Wenn die Universitäten als Stätten des freien Denkens abdanken

Die Einebnung des Meinungsspektrums ist von den US-Unis nach Europa geschwappt: Beispiele aus Deutschland.

Die Verengung des Horizonts an den amerikanischen Universitäten, gerade auch an den vielen Elite-Unis an der Ostküste, ist keine Konsequenz der Ära Trump. Der Feldzug der politisch Korrekten gegen alles, was ihrer Meinung nach in der akademischen Welt nach Rassismus, Diskriminierung, Faschismus oder Patriarchat riecht, hat schon viel früher begonnen. Und diesen Feldzug haben sie auch siegreich abgeschlossen: Die freie Rede und nicht-konforme Gedanken haben es heute immer schwerer, an den amerikanischen Unis vernommen zu werden. Immer wieder verzichten konservativ gesinnte Politiker oder Intellektuelle darauf, Vorträge an Universitäten zu halten, weil „politisch korrekte“ Aktivisten Proteste und massive Störaktionen angekündigt haben.

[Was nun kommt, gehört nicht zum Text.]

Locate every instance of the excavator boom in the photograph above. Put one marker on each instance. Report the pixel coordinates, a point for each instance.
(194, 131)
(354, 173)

Dass Universitäten, nicht nur in den USA, eher links und liberal ticken, ist dabei nichts Neues. Neu ist, dass sie soweit links ticken, dass andere Meinungen es immer schwerer haben, sich in der akademischen Welt Gehör zu verschaffen. Inzwischen ist die Einebnung des Meinungsspektrums über den Atlantik geschwappt und auch an zahlreichen westeuropäischen Universitäten gängige Praxis geworden: In den USA „hat sich die These, dass Hochschulen gewissermaßen geschützte Räume seien, in denen nur ein bestimmtes Spektrum an Meinungen zulässig ist, sogar an sehr renommierten Universitäten durchgesetzt“, beklagt der Präsident des Deutschen Hochschulverbandes, Bernhard Kempen.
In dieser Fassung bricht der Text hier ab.